Ultimate Black Bean Burger
Ingredients
- 1 cup grated zucchini (about one small/medium zucchini)
- 1/2 cup pecans, minced (measure after mincing)
- 1 tbsp flax meal (ground flaxseed)
- 1 tbsp tamari
- 2 tbsps tomato paste
- 1/4 tsp liquid smoke
- 1 tbsp miso
- 1/2 cup panko bread crumbs *(see notes)
- 1 tsp onion powder
- 1 tsp garlic powder
- 2 tbsp dried minced onion flakes
- 1/4 to 1/2 tsp red pepper flake
- 1/4 tsp ground mustard
- 1/4 tsp coriander
- 1/4 tsp paprika
- 1/4 tsp black pepper
- 1/8 tsp sea salt (+/- to taste)
Preparation
Preheat the oven to 350 f & line a baking sheet with baking paper
Place the pecans into the food processor, pulse until you have a fine crumb mixture
Note: the 1/2 cup measurement is after the pecans have been processed
Place in the large bowl
Place the rinsed and drain black beans into the food processor and coarsely chop, then place into the large bowl with the pecans
Grate 1 cup of zucchini (no need to peel)

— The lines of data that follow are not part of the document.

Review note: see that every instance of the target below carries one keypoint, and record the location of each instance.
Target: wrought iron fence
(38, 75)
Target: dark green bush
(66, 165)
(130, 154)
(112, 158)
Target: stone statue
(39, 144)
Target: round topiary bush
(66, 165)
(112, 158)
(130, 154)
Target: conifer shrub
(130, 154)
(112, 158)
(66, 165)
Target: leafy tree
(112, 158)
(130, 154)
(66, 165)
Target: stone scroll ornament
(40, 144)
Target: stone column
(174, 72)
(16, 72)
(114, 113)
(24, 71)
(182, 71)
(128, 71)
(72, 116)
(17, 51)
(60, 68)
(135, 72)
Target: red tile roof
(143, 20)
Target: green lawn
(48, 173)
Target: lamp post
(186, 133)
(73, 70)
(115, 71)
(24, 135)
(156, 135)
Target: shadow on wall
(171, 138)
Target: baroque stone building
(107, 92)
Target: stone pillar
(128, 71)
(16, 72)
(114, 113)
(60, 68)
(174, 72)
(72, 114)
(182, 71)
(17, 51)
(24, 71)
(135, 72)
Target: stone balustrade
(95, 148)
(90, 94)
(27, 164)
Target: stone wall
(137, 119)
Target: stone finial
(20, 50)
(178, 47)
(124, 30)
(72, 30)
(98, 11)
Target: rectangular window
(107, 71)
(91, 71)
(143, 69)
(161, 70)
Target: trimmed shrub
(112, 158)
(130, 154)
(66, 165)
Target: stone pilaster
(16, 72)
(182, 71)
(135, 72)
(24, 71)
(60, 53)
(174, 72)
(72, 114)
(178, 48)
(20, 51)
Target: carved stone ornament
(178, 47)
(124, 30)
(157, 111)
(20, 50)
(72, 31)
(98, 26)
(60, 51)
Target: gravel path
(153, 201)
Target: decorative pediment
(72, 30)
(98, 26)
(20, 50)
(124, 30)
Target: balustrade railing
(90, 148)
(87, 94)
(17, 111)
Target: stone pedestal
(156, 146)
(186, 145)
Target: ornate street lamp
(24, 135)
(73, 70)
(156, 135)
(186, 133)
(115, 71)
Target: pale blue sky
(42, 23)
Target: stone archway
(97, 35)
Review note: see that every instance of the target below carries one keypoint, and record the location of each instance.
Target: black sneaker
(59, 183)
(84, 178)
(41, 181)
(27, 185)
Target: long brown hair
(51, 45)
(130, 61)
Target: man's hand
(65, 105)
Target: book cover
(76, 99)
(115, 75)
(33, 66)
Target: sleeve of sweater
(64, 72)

Place the grated zucchini into fine mesh strainer and push the water out of it
Then place the zucchini into a 1 cup measuring cup and press down hard several times, tilting the cup so the water drains out over the sink
Excess liquid will release from the grated zucchini
Keep pressing until you measure 1/2 cup of grated zucchini, then add to the bowl
Add all the remaining ingredients and spices into the bowl and mix well
After a minute or so the mixture should easily pull together into one large clump
Use the 1/2 measuring cup to measure out 4 burgers, roll the burger mixture into 4 tightly compact balls then shape the balls into flat burger pattys and place them onto the lined baking sheet
Bake for 20 minutes, then flip over and bake for an additional 15 minutes
Remove from the oven and allow to sit for 5 minutes before serving
Serve with salad of your choice, burger buns or wraps!